Montana's vital conservation fund reauthorized

In late February, the U.S. House of Representatives moved to save the Land and Water Conservation Fund (LWCF), approving a sweeping package of public lands bills that includes a measure to permanently reauthorize the program for the first time in its 54-year-history.

The package, approved by the Senate earlier in February with near-unanimous support, puts an end to the cycle of expiration and renewal LWCF has suffered in recent years. The fund last expired in September, prompting a bipartisan group of lawmakers to push for permanent reauthorization. Montana’s congressional delegates were key drivers of this effort to get the package to the president’s desk. We’re grateful to Senators Steve Daines and Jon Tester for their hard work to pass this bill in the Senate and for Congressman Greg Gianforte’s advocacy in the House of Representatives.

For decades, the LWCF has been quietly protecting public access to the great outdoors in Montana. LWCF directs money from offshore oil drilling federal royalties—not tax dollars—to conservation, public access and recreation priorities across America. Over the last decade alone, Montana has benefited from more than $240 million in LWCF funds to invest in recreation, public lands, working forests and clean water.

The program helped Montana communities purchase more than 800 recreation sites such as city parks, trails and ball fields. It helped the state and communities to secure 165 fishing access sites and allowed public entities like Glacier National Park to purchase privately held inholdings that were causing management headaches.

In the Blackfoot watershed and all across Montana, the fund has helped to keep working lands intact and in the hands of ranching families through conservation easements with the U.S. Fish and Wildlife Service. And as land values soared in the beautiful Blackfoot watershed and timber companies began to move their land out of timber production, LWCF helped to keep those lands open to public access. The fund has played a critical role in resolving the checkerboard of public-private ownership that was complicating management of Montana’s forests.

In 2016, LWCF funds supported two projects to return former timberland to public ownership. The first added more than 700 acres of former timberland to the Nevada Creek Wildlife Management Area, nearly doubling its size and providing a new access point to land on the Helena National Forest. Later that year, a deal between The Nature Conservancy and the U.S. Bureau of Land Management (BLM) placed 5,500 acres of former timberland above the Blackfoot River into public ownership. The property, located just north of the Belmont Creek fishing access site, helps to secure the Blackfoot River recreation corridor.
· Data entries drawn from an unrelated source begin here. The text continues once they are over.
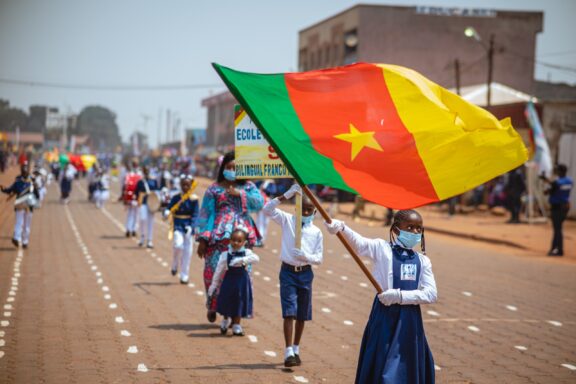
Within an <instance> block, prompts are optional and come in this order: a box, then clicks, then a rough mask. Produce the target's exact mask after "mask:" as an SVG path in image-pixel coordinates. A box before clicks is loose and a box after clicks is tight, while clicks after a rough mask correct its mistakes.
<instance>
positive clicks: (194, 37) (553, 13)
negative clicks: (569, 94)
mask: <svg viewBox="0 0 576 384" xmlns="http://www.w3.org/2000/svg"><path fill="white" fill-rule="evenodd" d="M357 3H358V2H357V1H348V0H290V1H274V0H267V1H266V0H244V1H242V0H235V1H228V0H224V1H196V0H98V1H94V0H92V1H88V0H49V1H47V0H0V98H6V99H8V100H9V101H10V102H11V104H13V105H15V106H17V107H20V108H24V109H27V108H28V106H30V105H31V104H43V105H50V106H56V107H59V108H60V109H61V110H64V111H66V110H69V111H71V112H80V110H81V108H82V107H84V106H86V105H90V104H99V105H103V106H106V107H109V108H110V109H112V110H113V111H115V112H116V113H117V115H118V123H119V125H120V131H121V133H122V135H123V137H124V138H127V136H128V135H129V134H130V133H131V132H133V131H134V130H136V129H140V130H143V129H144V119H143V117H142V116H143V115H148V116H150V117H151V120H150V121H149V123H148V125H147V133H148V134H149V136H150V138H151V142H152V143H153V144H154V143H155V142H156V137H157V124H158V123H157V120H158V114H159V110H160V109H163V110H166V109H167V108H170V109H172V110H174V111H177V113H178V115H179V116H180V118H181V119H182V121H183V124H184V125H185V126H187V127H205V125H206V110H205V109H204V108H202V107H201V106H200V102H201V100H202V99H203V98H205V97H207V96H209V95H210V94H214V93H217V92H221V91H223V90H224V87H223V86H222V85H220V84H221V82H220V80H219V78H218V76H217V75H216V73H215V72H214V71H213V69H212V67H211V66H210V63H211V62H218V63H221V64H224V65H227V66H231V67H233V68H237V69H242V70H247V71H254V72H286V71H294V70H296V69H297V64H296V63H297V42H298V31H299V30H300V29H302V28H305V27H307V26H309V25H311V24H314V23H316V22H318V21H320V20H322V19H324V18H326V17H329V16H331V15H333V14H336V13H338V12H340V11H342V10H344V9H347V8H349V7H351V6H353V5H355V4H357ZM368 3H377V4H396V5H406V6H412V5H416V4H417V5H434V6H451V7H452V6H459V7H469V8H492V9H500V10H539V11H544V12H545V14H544V32H543V33H541V34H540V35H539V38H538V41H537V56H538V57H537V59H538V60H540V61H542V62H546V63H552V64H556V65H560V66H567V67H572V68H575V69H576V38H575V36H576V25H575V19H576V0H546V1H541V0H538V1H537V0H460V1H457V0H452V1H448V0H425V1H422V2H415V1H403V0H397V1H380V2H368ZM536 77H537V78H539V79H544V80H546V79H548V80H552V81H555V82H559V81H564V82H569V83H572V84H575V83H576V72H570V71H563V70H555V69H551V68H547V67H544V66H541V65H537V66H536ZM2 79H10V80H23V81H32V82H34V81H35V82H45V83H56V84H66V85H67V84H69V85H94V86H146V85H200V86H203V85H206V86H203V87H201V88H198V89H186V90H155V91H151V90H146V91H144V90H139V91H118V90H78V89H58V88H48V87H40V86H29V85H11V84H7V83H5V82H2V81H1V80H2ZM164 137H165V135H164V134H163V137H162V138H164Z"/></svg>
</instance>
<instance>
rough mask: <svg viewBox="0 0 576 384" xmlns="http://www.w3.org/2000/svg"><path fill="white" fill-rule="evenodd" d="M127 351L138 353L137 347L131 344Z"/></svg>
mask: <svg viewBox="0 0 576 384" xmlns="http://www.w3.org/2000/svg"><path fill="white" fill-rule="evenodd" d="M126 352H128V353H138V347H137V346H135V345H131V346H130V347H128V350H127V351H126Z"/></svg>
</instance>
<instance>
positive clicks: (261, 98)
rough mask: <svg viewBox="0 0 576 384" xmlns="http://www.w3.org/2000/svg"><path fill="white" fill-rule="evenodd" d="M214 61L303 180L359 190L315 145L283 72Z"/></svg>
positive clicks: (262, 131) (344, 187)
mask: <svg viewBox="0 0 576 384" xmlns="http://www.w3.org/2000/svg"><path fill="white" fill-rule="evenodd" d="M212 65H213V66H214V69H215V70H216V72H217V73H218V74H219V75H220V77H221V78H222V80H223V81H224V83H225V84H226V86H227V87H228V89H229V90H230V92H232V94H233V95H234V97H236V100H238V102H239V103H240V104H241V105H242V106H243V107H244V109H245V110H246V112H247V113H248V115H249V116H250V118H251V119H252V120H253V121H254V123H255V124H256V126H258V128H259V129H260V131H261V132H262V134H263V135H264V136H265V137H266V139H267V140H268V142H269V143H270V144H271V145H272V146H273V147H274V148H275V149H276V151H277V153H278V155H279V156H280V158H281V159H282V161H283V162H284V164H285V165H286V167H287V168H288V169H289V170H290V173H291V174H292V175H293V176H294V177H295V178H296V179H297V180H298V181H299V182H300V183H302V184H326V185H330V186H332V187H335V188H339V189H343V190H347V191H349V192H352V193H357V192H356V191H355V190H354V189H352V188H351V187H349V186H348V185H347V184H346V183H345V182H344V180H343V179H342V177H341V176H340V174H339V173H338V172H337V171H336V169H334V166H333V164H332V160H331V159H330V158H328V157H326V156H323V155H321V154H320V153H318V152H317V151H316V150H315V149H314V147H313V146H312V143H311V141H310V137H309V136H308V134H307V133H306V131H305V130H304V127H303V126H302V124H301V123H300V119H299V118H298V115H297V114H296V111H295V110H294V107H293V106H292V103H291V101H290V96H289V94H288V90H287V89H286V84H285V81H284V75H282V74H273V75H258V74H252V73H243V72H238V71H234V70H232V69H230V68H226V67H223V66H221V65H218V64H216V63H213V64H212Z"/></svg>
Over the next few years, The Nature Conservancy plans to use LWCF funds again to secure wildlife habitat and recreational access in areas with hundreds of miles of beautiful snowmobile trails and other recreational opportunities. We are working toward projects that will permanently protect Wisherd Ridge and the checkerboard area west of Placid Lake. These projects will prevent scattered private development in fire-prone areas and make sure that recreational lands won’t be locked away behind private gates.